まずはお互いの距離を取らせて、頭を冷やさせることだ。
「なんだ? このチビは? おめえの子か?」
「んなわけあるか。そういうお前の子じゃないのかよ?」
うん。一応は成功だけど、ドラマやアニメで、突然現れた子どもに「お父さん」って呼ばれて、困惑してお互いに押し付け合っているようなシーンのシチュエーションの会話になっている。

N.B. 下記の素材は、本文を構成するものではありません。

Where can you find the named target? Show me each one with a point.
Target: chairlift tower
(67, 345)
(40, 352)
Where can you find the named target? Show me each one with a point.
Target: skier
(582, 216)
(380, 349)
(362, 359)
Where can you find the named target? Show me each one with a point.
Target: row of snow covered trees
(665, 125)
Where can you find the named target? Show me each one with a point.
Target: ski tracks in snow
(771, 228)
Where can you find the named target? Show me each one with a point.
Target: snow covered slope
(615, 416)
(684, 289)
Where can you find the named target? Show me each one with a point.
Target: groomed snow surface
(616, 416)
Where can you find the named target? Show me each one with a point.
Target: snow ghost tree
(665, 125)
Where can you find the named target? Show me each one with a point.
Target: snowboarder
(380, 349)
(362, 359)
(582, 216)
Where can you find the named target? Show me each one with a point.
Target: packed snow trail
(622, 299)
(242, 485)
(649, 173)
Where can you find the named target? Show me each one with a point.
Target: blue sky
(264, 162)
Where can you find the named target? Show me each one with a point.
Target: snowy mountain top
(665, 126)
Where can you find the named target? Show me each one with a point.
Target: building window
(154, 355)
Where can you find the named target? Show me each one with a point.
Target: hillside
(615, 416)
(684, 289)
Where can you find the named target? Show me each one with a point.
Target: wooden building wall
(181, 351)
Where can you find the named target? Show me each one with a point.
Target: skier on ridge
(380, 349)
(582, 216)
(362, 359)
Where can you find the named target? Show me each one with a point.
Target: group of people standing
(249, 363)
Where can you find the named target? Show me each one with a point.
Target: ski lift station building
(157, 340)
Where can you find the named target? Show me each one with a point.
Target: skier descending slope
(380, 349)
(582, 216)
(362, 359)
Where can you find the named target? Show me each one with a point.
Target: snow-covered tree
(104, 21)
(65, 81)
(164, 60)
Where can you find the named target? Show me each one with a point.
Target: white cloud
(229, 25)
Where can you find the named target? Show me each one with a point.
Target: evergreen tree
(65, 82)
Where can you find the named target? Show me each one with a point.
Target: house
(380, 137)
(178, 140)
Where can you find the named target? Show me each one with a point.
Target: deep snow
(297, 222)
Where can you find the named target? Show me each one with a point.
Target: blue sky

「列で待たされててイライラするのは分かるけど、そんなんでケンカしちゃメッ!」
「「……」」
どうよ。
幼児に怒られる大の大人の心境は?
「みんなガマンしてまっているんだから、おじちゃんたちだってできるでしょ? だってふたりとも強そうだもん」
「そっ、そりゃあまあ」
「あっ、ああ」
よしよし、何とか毒気は抜けて、怒気も収まってきたかな?
「幼児に怒られてやがる!」
「くくっ、かっこ悪い」
まわりもケンカの観戦ムードから、良い感じに雰囲気が変わったみたいだ。
「ちっ、このおチビの顔を立ててやるよ。それでいいな」
「あっ、ああ、しかたねえな」
「ふたりともいい子」
「「……」」
二人共、頭を撫でてあげようと思ったけど、ボクの背丈じゃ届かないし、しゃがんでくれそうにないので頭を撫でるポーズだけをその場でして見せる。
「「……」」
ふふっ、二人とも何とも言えないような顔をしているね。
「勇気のある坊やだな」
「幼いが故に、まだ怖い物知らずなんだろ」
周りも空気が緩んだような会話になっている。
こんな状況になっては言い争いを続けられる雰囲気には戻せないだろう。
そうこうしていると、列の後ろから、聞き覚えのある声がかかってきた。
「あっ、セイル! こんなところで遊んでちゃダメでしょ」
見れば、クリアお母さんが慌てたような態度で小走りに駆け寄ってくるところだった。
「すみません。うちの子がご迷惑をおかけしませんでしたか?」
「あっ、いや……その……」
「べっ、別に……」
おおっ、二人ともうちのクリアお母さんの顔を見て赤くなっている。
ウチのクリアお母さん、なかなか可愛いでしょ?
「そうですか。すみませんでした。ほら、セイルみんなの所に戻りましょう」
「あい!」
クリアお母さんは二人に一礼するとボクを抱きかかえて、列の後ろの方へと戻っていく。
僕は抱きかかえられた体勢で、クリアお母さんの肩越しから二人のおじちゃんに手を振った。
「「……」」
おおっ、ぎこちないながらも二人とも手を振り返してくれたぞ。
まあ、あれなら大丈夫だろう。
この後も続けて言い争いをする雰囲気じゃなくなったはずだ。